Note that a similar principle — roasting due to thermal radiation — is used when cooking on open coals in a traditional barbecue and other similar devices. However, IR burners also have several advantages here. So, they provide the most efficient and uniform heating; and if the grill with an IR heater runs on gas (and most of them) — then the heating intensity can also be easily adjusted. The second imp...ortant advantage of infrared burners over coals is that the ingredients do not get smoke and other combustion products that may contain harmful substances; so this cooking is even healthier. At the same time, drops of fat, vegetable juice, etc., falling on the heater, evaporate and give the food a characteristic smoky taste, so that ready-made meals do not differ much from charcoal dishes. And cleaning the heater plate is much easier than the brazier firebox.

Working surface

The size of the working surface provided in the device, in length and width; for round surfaces, two sizes are also given (both of them correspond to the diameter).

Note that in many models these dimensions coincide with the overall dimensions in length and width (see "Dimensions (WxL)"), therefore, in some cases, information on the working surface may not be specified; a typical example is classic rectangular barbecues. There is also the opposite option — when only this parameter is given, without indicating the overall dimensions; in such cases, these dimensions usually also coincide with the dimensions of the working surface (or differ from them very slightly).
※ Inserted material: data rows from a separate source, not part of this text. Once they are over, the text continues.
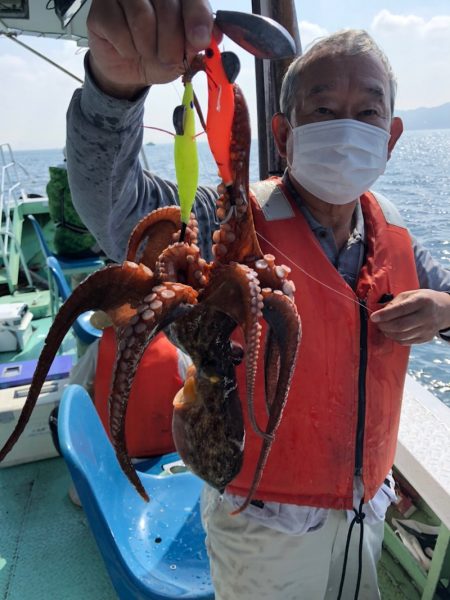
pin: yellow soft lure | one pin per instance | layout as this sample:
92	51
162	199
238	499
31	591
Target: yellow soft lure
185	154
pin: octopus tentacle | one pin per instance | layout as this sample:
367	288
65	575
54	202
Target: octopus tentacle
274	276
243	246
161	227
182	262
108	289
281	315
235	290
157	310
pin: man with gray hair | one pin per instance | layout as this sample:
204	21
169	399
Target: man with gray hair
315	527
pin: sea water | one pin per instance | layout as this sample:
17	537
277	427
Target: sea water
417	180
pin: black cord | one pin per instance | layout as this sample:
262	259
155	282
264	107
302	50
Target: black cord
359	519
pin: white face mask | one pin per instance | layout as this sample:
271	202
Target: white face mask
338	160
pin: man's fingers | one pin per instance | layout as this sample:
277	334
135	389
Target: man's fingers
170	32
198	23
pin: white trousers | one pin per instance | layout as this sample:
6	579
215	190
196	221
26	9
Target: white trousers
253	562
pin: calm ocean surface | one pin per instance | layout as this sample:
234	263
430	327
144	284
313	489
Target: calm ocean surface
417	180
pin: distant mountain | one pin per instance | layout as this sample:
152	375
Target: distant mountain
437	117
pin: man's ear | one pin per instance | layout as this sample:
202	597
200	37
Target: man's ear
396	132
281	130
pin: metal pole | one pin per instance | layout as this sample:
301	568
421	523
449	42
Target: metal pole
269	75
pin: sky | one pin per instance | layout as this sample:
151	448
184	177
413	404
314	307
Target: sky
415	35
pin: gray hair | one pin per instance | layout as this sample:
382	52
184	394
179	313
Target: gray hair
348	42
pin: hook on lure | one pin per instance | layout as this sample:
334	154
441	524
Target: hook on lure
185	151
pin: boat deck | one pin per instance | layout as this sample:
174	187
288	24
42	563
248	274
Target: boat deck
47	550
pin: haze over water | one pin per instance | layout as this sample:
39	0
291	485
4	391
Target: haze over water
417	180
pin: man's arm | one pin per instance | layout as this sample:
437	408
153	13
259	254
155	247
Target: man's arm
417	316
109	189
132	46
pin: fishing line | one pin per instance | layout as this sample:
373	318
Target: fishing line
281	253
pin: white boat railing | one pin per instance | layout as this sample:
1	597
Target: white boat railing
11	195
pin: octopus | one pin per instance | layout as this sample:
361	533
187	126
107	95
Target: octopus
165	285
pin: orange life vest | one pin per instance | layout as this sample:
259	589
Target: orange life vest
148	427
349	378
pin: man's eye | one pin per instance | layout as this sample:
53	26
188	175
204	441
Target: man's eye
369	112
322	110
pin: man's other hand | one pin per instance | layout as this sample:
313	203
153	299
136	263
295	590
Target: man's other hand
414	317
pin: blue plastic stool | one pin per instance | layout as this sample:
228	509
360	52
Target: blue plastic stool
152	550
82	326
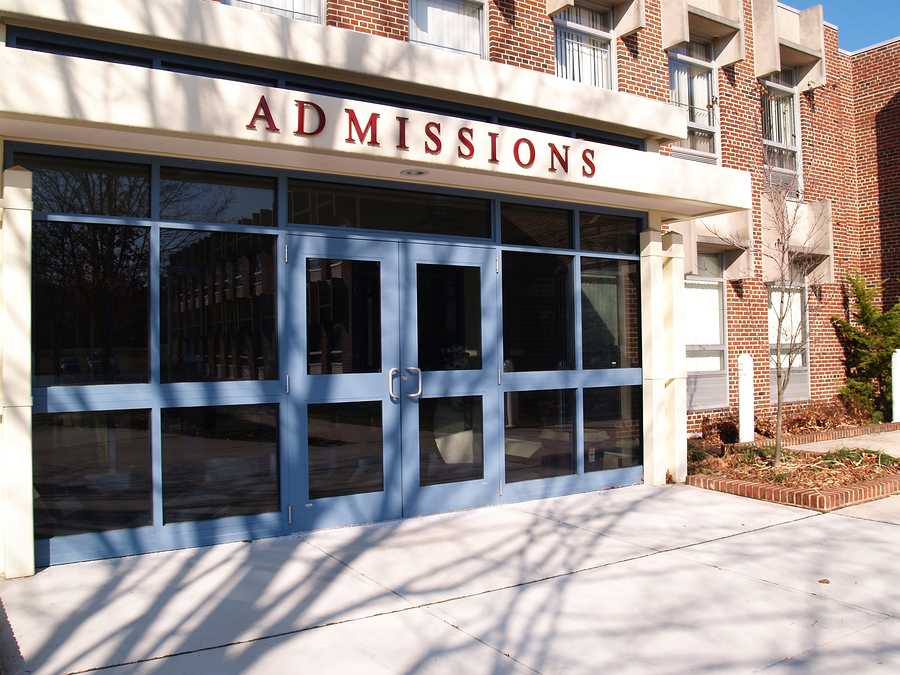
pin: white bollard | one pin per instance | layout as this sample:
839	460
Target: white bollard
745	399
895	385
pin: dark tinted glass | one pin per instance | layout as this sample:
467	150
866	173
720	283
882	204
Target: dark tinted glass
345	449
87	186
90	317
539	439
608	233
451	446
535	226
343	316
212	197
91	472
449	317
612	428
219	461
217	306
538	317
610	313
312	203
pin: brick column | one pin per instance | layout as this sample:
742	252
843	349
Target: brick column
16	488
663	355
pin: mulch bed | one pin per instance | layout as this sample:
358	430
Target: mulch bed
816	481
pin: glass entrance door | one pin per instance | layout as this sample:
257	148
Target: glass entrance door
449	344
394	394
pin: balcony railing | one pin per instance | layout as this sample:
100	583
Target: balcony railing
302	10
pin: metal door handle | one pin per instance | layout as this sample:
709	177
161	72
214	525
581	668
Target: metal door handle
391	373
417	372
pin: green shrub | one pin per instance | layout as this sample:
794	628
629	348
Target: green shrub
869	341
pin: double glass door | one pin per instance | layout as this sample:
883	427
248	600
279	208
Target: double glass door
394	371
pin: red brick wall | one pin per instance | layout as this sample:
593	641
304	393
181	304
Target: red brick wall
876	80
521	34
388	18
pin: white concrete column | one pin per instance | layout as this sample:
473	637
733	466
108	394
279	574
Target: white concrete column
895	386
663	355
746	424
16	488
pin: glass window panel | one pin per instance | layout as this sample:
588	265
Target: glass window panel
448	302
538	430
610	313
346	449
451	24
609	233
219	461
703	325
612	428
217	306
536	226
90	316
343	316
215	197
88	186
538	313
451	442
312	203
705	361
91	472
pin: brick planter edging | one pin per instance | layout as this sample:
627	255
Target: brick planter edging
823	500
831	434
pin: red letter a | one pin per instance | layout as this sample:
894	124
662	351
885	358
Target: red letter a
262	112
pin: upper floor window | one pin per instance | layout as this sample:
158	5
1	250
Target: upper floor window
692	84
457	25
584	46
305	10
780	124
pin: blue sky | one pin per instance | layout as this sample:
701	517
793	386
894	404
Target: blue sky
861	22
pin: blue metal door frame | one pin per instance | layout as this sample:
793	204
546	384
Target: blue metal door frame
418	499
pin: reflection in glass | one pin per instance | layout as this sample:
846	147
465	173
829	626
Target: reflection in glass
314	203
215	197
451	445
91	472
612	428
610	313
345	449
217	306
609	233
449	317
343	316
90	316
538	315
539	438
536	226
219	461
88	186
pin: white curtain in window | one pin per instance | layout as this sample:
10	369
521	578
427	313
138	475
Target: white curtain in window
452	24
703	323
583	58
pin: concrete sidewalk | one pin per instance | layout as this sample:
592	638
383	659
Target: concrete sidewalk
635	580
887	442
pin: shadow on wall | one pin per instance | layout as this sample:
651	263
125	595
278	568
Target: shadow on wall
887	143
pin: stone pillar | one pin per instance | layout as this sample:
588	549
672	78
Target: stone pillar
663	355
16	488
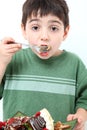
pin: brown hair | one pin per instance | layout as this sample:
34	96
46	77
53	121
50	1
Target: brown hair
58	8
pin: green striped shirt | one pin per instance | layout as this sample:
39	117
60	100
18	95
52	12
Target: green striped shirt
58	84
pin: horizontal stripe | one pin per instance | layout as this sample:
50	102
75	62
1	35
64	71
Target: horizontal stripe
41	78
41	85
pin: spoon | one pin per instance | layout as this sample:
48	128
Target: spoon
40	49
Anyway, the size of the working surface allows you to evaluate the total capacity of the product, as well as some other features. For example, for tandoors (see "Type"), the size of the neck can be given in this paragraph, but the firebox can be wider. However, anyway, two points should be taken into account. Firstly, it is necessary to take into account not only the dimensions, but also the shape of the surface; this is especially true for barbecue grills, where the options in form are quite diverse. Secondly, the larger size inevitably affects the dimensions and cost, and often also the weight of the device.


Various additional functions provided in the device. These can be functions directly related to cooking ( heat level adjustment, thermometer, auto spit), certain design features ( top grill, lid, place for firewood / cylinder, canopy), as well as special features that simplify working with the device ( auto ignition, ash cleaning system) or moving from place to place ( wheels for transportation, transformation into a suitcase). Here is a detailed description of each of these options:

— Adjustment of heat level. The intensity of heating directly depends on the height of the grate or skewers above the coals. Accordingly, this function allows you to change this intensity according to the specifics of the situation. For example, skewers can be set higher above “fresh” coals, and when some of the coals burn out and the heat subsides, they can be lowered down, maintaining the cooking mode. Another way to use this adjustment is to cook different foods at the same time that require different heat intensities.
In barbecues (see "Type"), this feature is usually implemented by a set of slots for skewers with different depths. Usually, there are two...sets of slots — "regular" and deep; accordingly, choosing one or another seat, you can change the height of the skewer. A similar method is used in grills: the design provides for several (two or more) sets of guides for the grill, at different heights.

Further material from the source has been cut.